# Data Generation

This notebook documents how to simulate realistic haplotypes using [msprime](https://msprime.readthedocs.io/en/stable/#), then how to processed the result using our [VCFTools.jl](https://github.com/OpenMendel/VCFTools.jl) package.

**Note:** For demonstration purposes, we simulated an *extremely small* reference panel. 

In [2]:
# load necessary packages in Julia
using MendelImpute
using VCFTools
using Random
using UnicodePlots

## Step 0. Install `msprime`

[msprime download Link](https://msprime.readthedocs.io/en/stable/installation.html).

Some people might need to activate conda environment via `conda config --set auto_activate_base True`. You can turn it off once simulation is done by executing `conda config --set auto_activate_base False`.


## Step 1. Simulate phased haplotypes 

In the data folder, execute the following in the terminal:

```
python3 msprime_script.py 5000 10000 5000000 2e-8 2e-8 2020 > full.vcf
```

Argument meaning: 
+ Number of haplotypes = 5000
+ Effective population size = 10000 ([source](https://www.the-scientist.com/the-nutshell/ancient-humans-more-diverse-43556))
+ Sequence length = 5 million
+ Rrecombination rate = 2e-8 (default)
+ mutation rate = 2e-8 (default)
+ seed = 2020

The resulting `full.vcf` is a VCF file containing 2500 phased genotypes each with 36063 SNPs.

In [3]:
nsamples("./data/full.vcf"), nrecords("./data/full.vcf")

(2500, 36063)

## Step 2: Convert simulated data to reference and target files

Starting with simulated data `full.vcf`, we use 100 genotypes as imputation targets, and the rest is used as reference panel.
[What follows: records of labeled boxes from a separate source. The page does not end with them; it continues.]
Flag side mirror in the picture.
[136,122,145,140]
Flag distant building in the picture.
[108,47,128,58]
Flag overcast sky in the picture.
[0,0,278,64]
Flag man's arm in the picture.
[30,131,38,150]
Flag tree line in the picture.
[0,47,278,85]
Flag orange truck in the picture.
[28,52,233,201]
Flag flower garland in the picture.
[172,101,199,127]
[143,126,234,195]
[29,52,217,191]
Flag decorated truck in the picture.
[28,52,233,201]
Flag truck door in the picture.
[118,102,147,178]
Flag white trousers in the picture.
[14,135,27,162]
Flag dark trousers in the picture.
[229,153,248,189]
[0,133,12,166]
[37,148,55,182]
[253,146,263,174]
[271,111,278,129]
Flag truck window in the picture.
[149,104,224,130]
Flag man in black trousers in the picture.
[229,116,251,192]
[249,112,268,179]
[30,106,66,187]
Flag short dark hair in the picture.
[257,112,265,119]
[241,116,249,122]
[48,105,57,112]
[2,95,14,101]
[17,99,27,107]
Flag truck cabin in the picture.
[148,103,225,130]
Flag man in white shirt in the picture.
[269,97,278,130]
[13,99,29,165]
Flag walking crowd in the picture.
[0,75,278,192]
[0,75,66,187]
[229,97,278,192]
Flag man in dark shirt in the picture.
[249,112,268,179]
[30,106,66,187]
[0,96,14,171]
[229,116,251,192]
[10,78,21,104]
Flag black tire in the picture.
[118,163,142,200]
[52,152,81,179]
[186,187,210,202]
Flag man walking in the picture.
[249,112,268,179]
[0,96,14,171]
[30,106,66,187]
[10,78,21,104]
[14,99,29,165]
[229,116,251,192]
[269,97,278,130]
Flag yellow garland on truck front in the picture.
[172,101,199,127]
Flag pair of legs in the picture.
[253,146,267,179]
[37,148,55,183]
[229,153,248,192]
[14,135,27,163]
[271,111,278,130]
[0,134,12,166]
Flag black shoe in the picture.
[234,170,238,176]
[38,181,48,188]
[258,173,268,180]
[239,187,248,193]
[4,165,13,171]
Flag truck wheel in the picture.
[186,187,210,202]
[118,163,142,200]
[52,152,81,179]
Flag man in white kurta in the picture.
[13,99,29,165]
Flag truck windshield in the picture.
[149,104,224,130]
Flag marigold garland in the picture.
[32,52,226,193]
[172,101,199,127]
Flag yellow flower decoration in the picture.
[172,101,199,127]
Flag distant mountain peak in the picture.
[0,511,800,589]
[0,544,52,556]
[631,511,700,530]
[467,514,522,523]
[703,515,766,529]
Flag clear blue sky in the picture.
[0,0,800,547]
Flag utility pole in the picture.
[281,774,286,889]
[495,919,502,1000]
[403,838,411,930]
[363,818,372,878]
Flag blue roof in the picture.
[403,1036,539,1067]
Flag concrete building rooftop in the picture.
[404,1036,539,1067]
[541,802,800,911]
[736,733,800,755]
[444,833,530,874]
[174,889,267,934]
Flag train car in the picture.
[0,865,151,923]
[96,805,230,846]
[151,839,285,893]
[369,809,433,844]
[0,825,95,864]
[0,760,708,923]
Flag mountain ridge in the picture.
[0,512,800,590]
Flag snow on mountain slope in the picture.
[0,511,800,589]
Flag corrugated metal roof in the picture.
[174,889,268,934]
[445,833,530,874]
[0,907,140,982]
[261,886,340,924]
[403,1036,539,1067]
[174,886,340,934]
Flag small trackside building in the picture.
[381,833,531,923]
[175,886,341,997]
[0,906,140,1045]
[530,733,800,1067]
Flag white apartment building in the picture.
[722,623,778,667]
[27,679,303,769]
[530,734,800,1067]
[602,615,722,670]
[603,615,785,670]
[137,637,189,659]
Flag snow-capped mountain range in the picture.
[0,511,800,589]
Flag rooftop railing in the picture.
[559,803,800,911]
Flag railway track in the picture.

Filtering is achieved with utilies in [VCFTools.jl](https://github.com/OpenMendel/VCFTools.jl). We randomly choose 10,000 SNPs with minor allele frequency $\ge 0.05$ as the typed positions. Note data must conform to [MendelImpute's data preparation requirement](https://openmendel.github.io/MendelImpute.jl/dev/man/Phasing+and+Imputation/#Preparing-Target-Data)

In [4]:
# set random seed for reproducibility
Random.seed!(2020)

# simulated data directory
data = "./data/full.vcf"

# remove SNPs with the same positions, keep all samples, save result into new file
SNPs_to_keep = .!find_duplicate_marker(data) 
VCFTools.filter(data, SNPs_to_keep, 1:nsamples(data), des = "./data/uniqueSNPs.vcf.gz")

# summarize data
total_snps, samples, _, _, _, maf_by_record, _ = gtstats("./data/uniqueSNPs.vcf.gz")

# generate target file with 100 samples and 5k snps with maf>0.05
n = 100
p = 5000
record_idx = falses(total_snps)
large_maf = findall(x -> x > 0.05, maf_by_record)  
Random.shuffle!(large_maf)
record_idx[large_maf[1:p]] .= true
sample_idx = falses(samples)
sample_idx[1:n] .= true
Random.shuffle!(sample_idx)
VCFTools.filter("./data/uniqueSNPs.vcf.gz", record_idx, sample_idx, 
    des = "./data/target.typedOnly.vcf.gz", allow_multiallelic=false)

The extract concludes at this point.